Un primo evento, Come si ricorderà, era stata l'introduzione – invero molto discussa e criticata - nell'art. 14-bis del D.M. 180/2010 di un'ipotesi di incompatibilità secondo cui «il mediatore non può essere parte ovvero rappresentare o in ogni modo assistere parti in procedure di mediazione dinanzi all'organismo presso cui è iscritto o relativamente al quale è socio o riveste una carica a qualsiasi titolo; il divieto si estende ai professionisti soci, associati ovvero che esercitino la professione negli stessi locali» […] «1…il divieto si estende ai professionisti soci, associati ovvero che esercitino la professione negli stessi locali».

Quella previsione regolamentare (invero troppo rigida rispetto allo scopo) era stata annullata dal TAR Lazio con la sentenza 3989 del 2016.

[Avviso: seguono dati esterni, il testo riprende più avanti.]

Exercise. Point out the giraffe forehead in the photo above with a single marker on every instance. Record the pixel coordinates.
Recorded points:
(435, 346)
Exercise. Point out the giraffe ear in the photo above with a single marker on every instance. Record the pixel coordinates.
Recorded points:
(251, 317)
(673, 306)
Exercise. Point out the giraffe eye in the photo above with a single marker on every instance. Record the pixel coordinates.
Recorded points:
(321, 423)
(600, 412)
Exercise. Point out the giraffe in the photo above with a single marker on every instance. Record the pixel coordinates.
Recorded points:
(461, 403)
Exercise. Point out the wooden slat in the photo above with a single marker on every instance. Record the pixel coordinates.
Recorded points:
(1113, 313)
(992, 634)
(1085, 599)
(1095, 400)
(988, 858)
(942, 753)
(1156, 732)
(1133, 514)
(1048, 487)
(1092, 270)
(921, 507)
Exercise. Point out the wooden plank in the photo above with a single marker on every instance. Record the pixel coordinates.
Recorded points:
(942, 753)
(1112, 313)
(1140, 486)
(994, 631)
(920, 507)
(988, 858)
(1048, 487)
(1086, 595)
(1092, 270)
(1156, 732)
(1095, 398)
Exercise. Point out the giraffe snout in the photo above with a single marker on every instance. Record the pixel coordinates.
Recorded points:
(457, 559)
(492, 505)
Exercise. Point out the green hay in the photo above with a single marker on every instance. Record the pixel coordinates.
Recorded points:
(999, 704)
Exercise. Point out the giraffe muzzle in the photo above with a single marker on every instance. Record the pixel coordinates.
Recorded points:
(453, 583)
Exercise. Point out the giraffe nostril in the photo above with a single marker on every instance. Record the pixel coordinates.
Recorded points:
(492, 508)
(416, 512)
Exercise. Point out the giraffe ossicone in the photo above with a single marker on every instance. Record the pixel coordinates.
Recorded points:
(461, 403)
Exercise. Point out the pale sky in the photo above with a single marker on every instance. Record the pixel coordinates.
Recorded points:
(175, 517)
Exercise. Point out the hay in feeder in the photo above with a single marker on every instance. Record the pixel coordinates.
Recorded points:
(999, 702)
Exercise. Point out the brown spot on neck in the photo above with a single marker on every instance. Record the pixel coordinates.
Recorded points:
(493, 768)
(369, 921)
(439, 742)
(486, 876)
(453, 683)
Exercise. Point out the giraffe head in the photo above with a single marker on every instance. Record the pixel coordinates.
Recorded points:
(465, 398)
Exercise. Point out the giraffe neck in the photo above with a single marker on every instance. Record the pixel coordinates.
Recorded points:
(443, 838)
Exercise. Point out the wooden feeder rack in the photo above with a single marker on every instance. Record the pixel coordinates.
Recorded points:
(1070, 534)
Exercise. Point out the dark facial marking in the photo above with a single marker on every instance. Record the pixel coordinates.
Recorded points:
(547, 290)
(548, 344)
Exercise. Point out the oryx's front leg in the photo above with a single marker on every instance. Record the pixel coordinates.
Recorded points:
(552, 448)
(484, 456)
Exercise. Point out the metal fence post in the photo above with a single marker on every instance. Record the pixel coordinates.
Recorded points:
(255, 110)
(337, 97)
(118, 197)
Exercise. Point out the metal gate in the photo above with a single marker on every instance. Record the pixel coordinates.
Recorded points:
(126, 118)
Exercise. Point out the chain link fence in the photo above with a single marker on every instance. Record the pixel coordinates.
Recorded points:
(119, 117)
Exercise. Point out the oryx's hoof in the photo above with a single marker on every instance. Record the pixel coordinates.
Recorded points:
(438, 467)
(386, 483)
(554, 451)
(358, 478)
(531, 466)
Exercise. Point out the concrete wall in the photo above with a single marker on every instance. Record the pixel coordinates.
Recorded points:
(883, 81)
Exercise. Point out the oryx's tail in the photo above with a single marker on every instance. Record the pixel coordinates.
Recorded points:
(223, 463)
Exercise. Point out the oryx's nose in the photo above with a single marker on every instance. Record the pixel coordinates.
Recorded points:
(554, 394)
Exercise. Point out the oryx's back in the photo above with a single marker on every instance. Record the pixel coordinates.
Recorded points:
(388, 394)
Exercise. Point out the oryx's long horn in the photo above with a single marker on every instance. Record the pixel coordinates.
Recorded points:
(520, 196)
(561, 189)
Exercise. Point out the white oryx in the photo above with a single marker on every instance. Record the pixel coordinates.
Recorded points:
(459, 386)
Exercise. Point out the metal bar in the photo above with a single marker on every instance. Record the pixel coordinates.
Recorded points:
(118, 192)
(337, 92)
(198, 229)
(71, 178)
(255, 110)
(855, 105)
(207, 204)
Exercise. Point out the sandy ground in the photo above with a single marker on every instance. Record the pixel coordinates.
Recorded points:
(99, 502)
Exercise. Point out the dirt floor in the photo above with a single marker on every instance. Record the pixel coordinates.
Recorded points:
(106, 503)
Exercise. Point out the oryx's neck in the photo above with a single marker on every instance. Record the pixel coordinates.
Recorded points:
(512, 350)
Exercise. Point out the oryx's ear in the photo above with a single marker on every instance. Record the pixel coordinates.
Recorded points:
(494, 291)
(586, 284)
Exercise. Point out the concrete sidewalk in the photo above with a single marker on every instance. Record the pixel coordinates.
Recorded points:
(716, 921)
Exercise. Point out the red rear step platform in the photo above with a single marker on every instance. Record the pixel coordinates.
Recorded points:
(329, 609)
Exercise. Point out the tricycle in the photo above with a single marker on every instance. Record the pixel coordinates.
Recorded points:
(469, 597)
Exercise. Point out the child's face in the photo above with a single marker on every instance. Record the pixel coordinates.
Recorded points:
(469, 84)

Se, invece, pensiamo a tempi più recenti, la riforma Cartabia per rafforzare l'indipendenza e l'imparzialità della mediazione (anche qui forse con un eccesso rispetto allo scopo) ha previsto, tra l'altro, all'art. 16 D.Lgs. n. 28 del 2010 che l'organismo di mediazione debba avere come oggetto sociale esclusivo quello dello svolgimento della mediazione (o degli strumenti alternativi di risoluzione delle controversie).